Il verso 21 è una citazione dall'Eneide (VI, 883), con l'aggiunta di un oh per adattare il verso alla metrica dell'endecasillabo. Nell'originale, Anchise usa queste parole per celebrare la figura di Marcello, nipote di Augusto, destinato a una morte precoce.
I versi 40-42 richiamano il secondo capitolo della Vita Nuova, in cui Dante racconta il primo incontro con Beatrice, avvenuto quando aveva nove anni. Si riteneva che l'infanzia terminasse intorno ai dieci anni.
Nel verso 46 il termine dramma indica una quantità minima, come già accade in Paradiso XXI, 99, dove è usato per indicare un peso esiguo.
Il verso 48 è una traduzione letterale di un passo dell'Eneide (IV, 23), in cui Didone, parlando con la sorella Anna, descrive il riemergere della sua passione per Enea (adgnosco veteris vestigia flammae).

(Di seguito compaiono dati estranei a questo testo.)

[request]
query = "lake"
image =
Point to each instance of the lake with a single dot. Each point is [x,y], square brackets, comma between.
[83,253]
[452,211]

L'espressione antica matre (v. 52) si riferisce a Eva.
Al verso 55 Dante cita se stesso per la prima e unica volta nel poema. Più avanti, al verso 63, si scusa per questa scelta, spiegando che è stato costretto a farlo per necessità.
Il termine anco nel verso 56 potrebbe significare "così presto" anziché "ancora" come interpretato da alcuni.
Il verbo Guardaci (v. 73) va inteso come "guarda qui" e non come un pluralis maiestatis. Alcuni manoscritti riportano la variante Ben sem, ben sem Beatrice, ma sembra una correzione per uniformare tutto al plurale.
Il verbo degnasti (v. 74) è stato interpretato nel senso di "degnarsi" o "avere la compiacenza", come se Beatrice rimproverasse Dante per essersi degnato solo ora di raggiungere l'Eden. Tuttavia, è più probabile che si tratti di un'accusa, nel senso di "avere l'ardire" di presentarsi lì.
Il Salmo intonato dagli angeli ai versi 82-84 è il XXX secondo la Vulgata. Dante sottolinea che gli angeli si fermano al versetto che termina con pedes meos, poiché i versi successivi non si addicono più alla circostanza.
I venti schiavi menzionati al verso 87 sono quelli freddi della Schiavonia, ossia la regione balcanica degli Slavi. Questi venti gelidi fanno ghiacciare la neve tra gli alberi dell'Appennino (le "vive travi"). La terra che perde ombra (v. 89) è l'Africa, dove a mezzogiorno l'ombra diventa sempre più corta avvicinandosi all'Equatore.
Il verbo notan (v. 92) potrebbe significare "cantano", nel senso che gli angeli seguirebbero l'armonia delle sfere celesti, ma l'interpretazione non è del tutto certa.
Nei versi 109-111 Beatrice spiega che Dante aveva ricevuto un influsso astrale favorevole alla nascita, essendo nato sotto il segno dei Gemelli, che predisponeva alle lettere e alla scienza (cfr. Inferno, XV, 55-60, e Paradiso, XXII, 112-114).
La seconda etade (v. 125) indica la giovinezza, che si riteneva iniziasse a 25 anni, dopo l'adolescenza (cfr. Convivio, IV, 24).